Aziraphale’s head rose and he looked at Crowley with interest. “A demon? Ah, yes, I can sense it now too. … … … Oh dear.”

“Sssstrong demon,” Crowley hissed, the feathers on his wings ruffling, “I can’t tell who, but he’ssss in my territory, and he’ssss going to die.” He quickly strode from Aziraphale’s side, and miraculously none of the civilians were in his way.

Aziraphale frowned and followed him. He could sense the new demon, and this new demon was most certainly stronger than Crowley. Yes, perhaps it was time to move from Uruk, especially if his presence here was putting the city in danger…

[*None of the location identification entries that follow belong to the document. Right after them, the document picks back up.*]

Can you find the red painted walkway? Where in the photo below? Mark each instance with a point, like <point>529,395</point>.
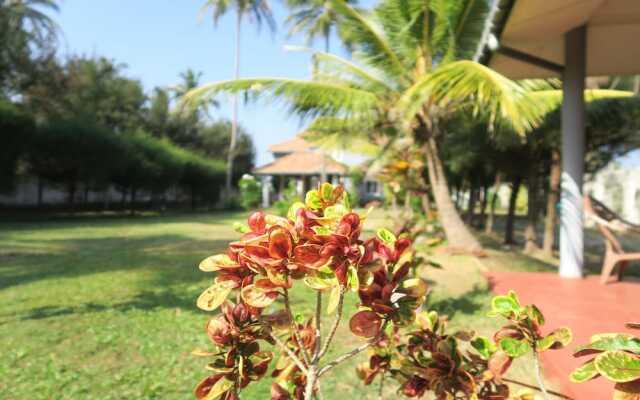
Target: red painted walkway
<point>584,305</point>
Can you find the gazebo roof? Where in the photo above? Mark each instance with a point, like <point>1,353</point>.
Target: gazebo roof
<point>531,36</point>
<point>302,163</point>
<point>291,145</point>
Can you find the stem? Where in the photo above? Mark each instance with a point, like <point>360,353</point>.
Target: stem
<point>294,328</point>
<point>336,322</point>
<point>290,353</point>
<point>538,368</point>
<point>316,351</point>
<point>353,352</point>
<point>534,387</point>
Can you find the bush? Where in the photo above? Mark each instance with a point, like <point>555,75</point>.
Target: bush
<point>250,192</point>
<point>318,245</point>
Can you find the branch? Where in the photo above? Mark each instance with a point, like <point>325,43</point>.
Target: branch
<point>316,351</point>
<point>336,322</point>
<point>294,328</point>
<point>353,352</point>
<point>287,350</point>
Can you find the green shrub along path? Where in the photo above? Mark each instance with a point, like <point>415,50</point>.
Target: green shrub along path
<point>105,308</point>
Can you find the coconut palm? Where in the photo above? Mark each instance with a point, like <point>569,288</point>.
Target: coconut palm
<point>314,18</point>
<point>411,72</point>
<point>257,11</point>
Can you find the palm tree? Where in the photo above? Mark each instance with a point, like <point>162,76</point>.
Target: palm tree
<point>411,74</point>
<point>257,11</point>
<point>314,18</point>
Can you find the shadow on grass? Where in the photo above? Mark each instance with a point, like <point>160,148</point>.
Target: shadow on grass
<point>468,303</point>
<point>172,258</point>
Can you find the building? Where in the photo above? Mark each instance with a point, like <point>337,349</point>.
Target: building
<point>300,162</point>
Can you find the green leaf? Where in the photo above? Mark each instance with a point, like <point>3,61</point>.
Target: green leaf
<point>535,314</point>
<point>514,347</point>
<point>312,200</point>
<point>507,306</point>
<point>326,191</point>
<point>334,299</point>
<point>558,338</point>
<point>585,373</point>
<point>610,342</point>
<point>386,236</point>
<point>219,389</point>
<point>483,346</point>
<point>618,366</point>
<point>291,214</point>
<point>215,295</point>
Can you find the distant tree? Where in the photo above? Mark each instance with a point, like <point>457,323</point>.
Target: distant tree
<point>87,88</point>
<point>257,11</point>
<point>27,35</point>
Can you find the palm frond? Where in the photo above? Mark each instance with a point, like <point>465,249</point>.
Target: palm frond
<point>360,32</point>
<point>306,98</point>
<point>473,85</point>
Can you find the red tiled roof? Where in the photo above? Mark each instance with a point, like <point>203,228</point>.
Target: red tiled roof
<point>291,145</point>
<point>302,163</point>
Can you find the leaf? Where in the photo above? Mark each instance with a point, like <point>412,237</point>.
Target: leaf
<point>218,389</point>
<point>217,262</point>
<point>585,373</point>
<point>386,236</point>
<point>415,287</point>
<point>334,299</point>
<point>326,190</point>
<point>535,314</point>
<point>215,295</point>
<point>499,363</point>
<point>258,297</point>
<point>557,339</point>
<point>618,366</point>
<point>312,200</point>
<point>365,324</point>
<point>293,210</point>
<point>483,346</point>
<point>507,306</point>
<point>607,343</point>
<point>514,347</point>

After they passed a few houses on their way toward the outside of town, Crowley finally seemed to realize Aziraphale was going with him; he stopped and swirled, fixing the angel with a glare that was obviously meant to be commanding. “Ssstay back. Go home.”

Really dear, I can very well take care of myself,” Aziraphale said sternly. “I’m a veteran of the Host, you know, with an honourable discharge.*”

Crowley’s glare turned into a confused stare. “Did you just call me ‘dear’?”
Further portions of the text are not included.